Lo spazio e le scienze neuro-cognitive oggi

Ma oggi, ci ricorda Alain Berthoz del Collège de France, non si può più parlare di “spazio” al singolare, dato che per un organismo vivente esistono una molteplicità di meccanismi e di livelli di trattamento dei processi spaziali. In accordo con la filosofia di Poincaré e di Einstein, Berthoz rifiuta un approccio “assiomatico” dello spazio in quanto quest’approccio non prende in considerazione il ruolo dell’esperienza sensibile, dell’azione e del movimento. Secondo Berthoz, inoltre, l’idea di spazio che continua a dominare oggi si baserebbe sul pregiudizio secondo cui il cervello tratterebbe gli elementi spaziali con gli strumenti della geometria euclidea.
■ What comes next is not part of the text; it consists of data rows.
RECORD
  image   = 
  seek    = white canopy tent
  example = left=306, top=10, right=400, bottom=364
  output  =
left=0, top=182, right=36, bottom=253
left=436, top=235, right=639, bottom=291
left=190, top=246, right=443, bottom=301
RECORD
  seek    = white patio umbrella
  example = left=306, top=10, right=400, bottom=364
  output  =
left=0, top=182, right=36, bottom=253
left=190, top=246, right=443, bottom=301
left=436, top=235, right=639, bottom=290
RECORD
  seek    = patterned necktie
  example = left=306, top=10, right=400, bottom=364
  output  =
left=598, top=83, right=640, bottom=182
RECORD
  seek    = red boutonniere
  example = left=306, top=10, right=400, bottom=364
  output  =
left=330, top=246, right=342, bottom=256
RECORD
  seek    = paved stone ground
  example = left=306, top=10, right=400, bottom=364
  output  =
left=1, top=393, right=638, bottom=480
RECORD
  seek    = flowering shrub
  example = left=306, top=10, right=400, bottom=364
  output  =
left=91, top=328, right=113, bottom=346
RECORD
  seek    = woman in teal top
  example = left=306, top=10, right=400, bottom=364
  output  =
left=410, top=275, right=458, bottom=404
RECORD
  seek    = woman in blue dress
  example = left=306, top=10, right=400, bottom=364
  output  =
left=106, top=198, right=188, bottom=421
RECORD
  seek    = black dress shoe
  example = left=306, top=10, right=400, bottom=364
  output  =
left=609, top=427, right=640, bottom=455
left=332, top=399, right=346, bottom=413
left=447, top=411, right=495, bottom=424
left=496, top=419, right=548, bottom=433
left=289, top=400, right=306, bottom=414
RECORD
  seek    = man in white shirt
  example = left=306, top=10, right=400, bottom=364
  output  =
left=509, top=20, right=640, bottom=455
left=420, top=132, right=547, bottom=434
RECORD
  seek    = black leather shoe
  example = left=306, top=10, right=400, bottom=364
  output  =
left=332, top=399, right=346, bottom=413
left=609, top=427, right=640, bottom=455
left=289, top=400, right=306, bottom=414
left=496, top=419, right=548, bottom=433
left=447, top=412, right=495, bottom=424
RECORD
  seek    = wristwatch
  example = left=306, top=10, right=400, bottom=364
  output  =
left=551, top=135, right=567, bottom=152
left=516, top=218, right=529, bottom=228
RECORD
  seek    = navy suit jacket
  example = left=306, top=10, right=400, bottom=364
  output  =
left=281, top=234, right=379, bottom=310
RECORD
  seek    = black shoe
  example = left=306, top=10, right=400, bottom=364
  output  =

Merleau-Ponty ha invece avuto il merito di sfuggire alla concezione classica della percezione della profondità (basata soltanto su una concezione geometrica delle relazioni tra distanza, larghezza e superficie apparente) per introdurre la nozione di “cambiamento del punto di vista” che permette di valutare una larghezza non “misurata” ma “vista” da un corpo virtuale. Lampante è l’esempio che Merleau-Ponty fa di una donna con il cappello che passa attraverso una porta un po’ bassa. Senza misurare “intellettualmente” le distanze e con una semplice ed immediata percezione corporale, la donna si abbassa quel tanto che le serve per passare sotto la porta includendo i confini del cappello nel suo movimento. Questo avviene perché il cappello, in questo movimento, entra a far parte dei confini del mio schema corporeo.

Spazio, motilità e body art

Ma lo spazio è innanzitutto quello che Merleau-Ponty definisce motilità. Lo spazio è tale perché io posso muovermi dentro. Per conoscere un oggetto nello spazio devo necessariamente muovermi verso di esso ed anche “metterlo a distanza”. Se cambio di prospettiva cambia anche la percezione dell’oggetto. Al tempo stesso è grazie al mio movimento nello spazio che io posso verificare la profondità e lo spessore degli oggetti anche se ciò che vedo non è mai la totalità dell’oggetto ma la sintesi immediata delle sue proporzioni geometriche. Come ha sottolineato Stefan Kristensen, dell’Università di Ginevra, il soggetto è concepito da questo punto di vista non come “sostanza” ma come una “figura mobile” ed il suo corpo come “condizione necessaria della sua soggettività”. L’accesso all’interiorità si fa dunque attraverso l’esibizione e la rappresentazione del corpo. Due concetti che sono alla base della moderna body art e dei lavori di artisti come Vito Acconci e Lygia Clark che si sono ispirati direttamente alle opere di Merleau-Ponty.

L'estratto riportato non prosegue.